Z drugiej strony uważam, że Koeman dobrze go ustawił na prawej stronie lecz problem był taki, że koledzy kompletnie go ignorowali. Griezmann kilkakrotnie świetnie się urywał i wychodził na czyste pozycje lecz koledzy woleli przerzucić na drugą stronę, lub zwłaszcza Roberto wolał podać do tyłu.
Uważam, że gdyby chociaż 2-3 razy doszczegli Francuza i on coś z tego zrobił zupełnie inaczej byłby dzisiaj oceniany.
I jeszcze jedno bądźmy obiektywni czy taki Messi, abstrahując, że strzelił bramkę z karnego i dośrodkował, po którym padł gol samobójczy zagrał lepiej od Grizmanna. Francuz walczył, cofał się. A Messi? w zasadzie w pierwszej połowie niewidoczny, a w drugiej nie wiadomo dlaczego wdawał się w nic nie dające dryblingi, z których większość przegrał.

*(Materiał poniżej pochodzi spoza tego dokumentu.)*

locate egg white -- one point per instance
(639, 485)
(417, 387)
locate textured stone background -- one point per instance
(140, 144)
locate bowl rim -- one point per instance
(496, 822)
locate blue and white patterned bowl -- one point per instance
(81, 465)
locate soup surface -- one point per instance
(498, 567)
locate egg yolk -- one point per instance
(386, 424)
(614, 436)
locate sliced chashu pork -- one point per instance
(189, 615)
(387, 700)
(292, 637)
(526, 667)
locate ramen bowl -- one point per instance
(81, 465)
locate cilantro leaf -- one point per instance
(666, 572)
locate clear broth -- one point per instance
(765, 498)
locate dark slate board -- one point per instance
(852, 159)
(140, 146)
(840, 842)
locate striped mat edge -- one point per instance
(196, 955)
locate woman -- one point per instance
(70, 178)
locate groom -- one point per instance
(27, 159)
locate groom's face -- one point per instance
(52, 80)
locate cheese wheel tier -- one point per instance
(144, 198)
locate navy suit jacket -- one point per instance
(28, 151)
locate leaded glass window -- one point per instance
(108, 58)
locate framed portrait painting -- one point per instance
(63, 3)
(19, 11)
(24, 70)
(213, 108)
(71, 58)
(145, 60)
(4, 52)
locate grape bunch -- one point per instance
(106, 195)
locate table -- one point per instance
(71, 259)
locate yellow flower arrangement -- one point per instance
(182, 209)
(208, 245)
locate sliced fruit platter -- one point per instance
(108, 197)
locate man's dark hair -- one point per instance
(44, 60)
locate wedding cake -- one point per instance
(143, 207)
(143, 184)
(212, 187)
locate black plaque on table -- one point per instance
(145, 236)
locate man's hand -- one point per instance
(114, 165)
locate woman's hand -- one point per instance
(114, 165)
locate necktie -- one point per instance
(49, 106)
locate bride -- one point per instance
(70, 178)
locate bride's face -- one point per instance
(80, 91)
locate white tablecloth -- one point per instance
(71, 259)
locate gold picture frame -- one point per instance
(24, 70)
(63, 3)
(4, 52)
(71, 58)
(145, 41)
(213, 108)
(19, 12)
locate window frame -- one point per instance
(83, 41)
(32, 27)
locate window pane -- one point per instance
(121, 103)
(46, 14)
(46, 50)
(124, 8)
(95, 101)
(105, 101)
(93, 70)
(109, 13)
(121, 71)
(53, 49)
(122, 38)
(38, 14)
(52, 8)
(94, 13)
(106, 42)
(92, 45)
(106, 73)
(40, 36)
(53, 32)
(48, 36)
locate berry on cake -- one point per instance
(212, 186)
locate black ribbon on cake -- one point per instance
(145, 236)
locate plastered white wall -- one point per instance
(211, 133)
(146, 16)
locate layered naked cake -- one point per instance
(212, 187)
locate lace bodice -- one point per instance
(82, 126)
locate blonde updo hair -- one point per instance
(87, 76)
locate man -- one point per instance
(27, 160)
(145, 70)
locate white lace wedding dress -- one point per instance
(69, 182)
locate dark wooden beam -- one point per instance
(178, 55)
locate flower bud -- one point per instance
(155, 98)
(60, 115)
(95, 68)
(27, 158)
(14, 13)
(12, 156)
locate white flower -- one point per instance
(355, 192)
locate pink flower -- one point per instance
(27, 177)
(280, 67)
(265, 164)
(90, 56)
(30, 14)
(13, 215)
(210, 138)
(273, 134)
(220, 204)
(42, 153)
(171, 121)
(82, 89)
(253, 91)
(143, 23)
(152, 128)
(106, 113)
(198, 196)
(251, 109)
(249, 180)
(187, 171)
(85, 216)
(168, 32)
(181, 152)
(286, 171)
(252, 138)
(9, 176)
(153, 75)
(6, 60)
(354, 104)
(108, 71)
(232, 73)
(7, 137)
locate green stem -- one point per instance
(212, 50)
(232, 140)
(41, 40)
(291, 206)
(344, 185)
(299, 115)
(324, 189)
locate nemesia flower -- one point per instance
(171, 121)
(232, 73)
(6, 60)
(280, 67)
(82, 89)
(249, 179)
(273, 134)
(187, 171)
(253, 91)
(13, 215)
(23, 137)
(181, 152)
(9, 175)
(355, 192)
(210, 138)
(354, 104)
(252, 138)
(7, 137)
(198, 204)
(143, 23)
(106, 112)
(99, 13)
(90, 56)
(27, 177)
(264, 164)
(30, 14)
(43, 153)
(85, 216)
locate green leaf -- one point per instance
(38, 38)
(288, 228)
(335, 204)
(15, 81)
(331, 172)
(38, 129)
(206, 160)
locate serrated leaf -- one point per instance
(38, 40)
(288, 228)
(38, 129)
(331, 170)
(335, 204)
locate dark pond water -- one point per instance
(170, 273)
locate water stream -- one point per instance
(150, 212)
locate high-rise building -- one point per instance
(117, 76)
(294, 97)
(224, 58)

Powie ktoś, ze po zejściu Griezmanna gra się poprawiła za sprawą Trincao. Nic mylnego. Poprawiła się gdyż zostały zbilansowane oba skrzydła (zszedł Fati - i już nie grano tak często na lewe skrzydło), a po drudze koledzy zaczli zauważąć, że jest też prawe skrzydło.
Stało się tak po zejściu Fatiego i Coutinho.
Mecz wygrany. 3 punkty cieszą, martwi jednak, że Messi i koledzy nadal nie dostrzegają Griezmanan.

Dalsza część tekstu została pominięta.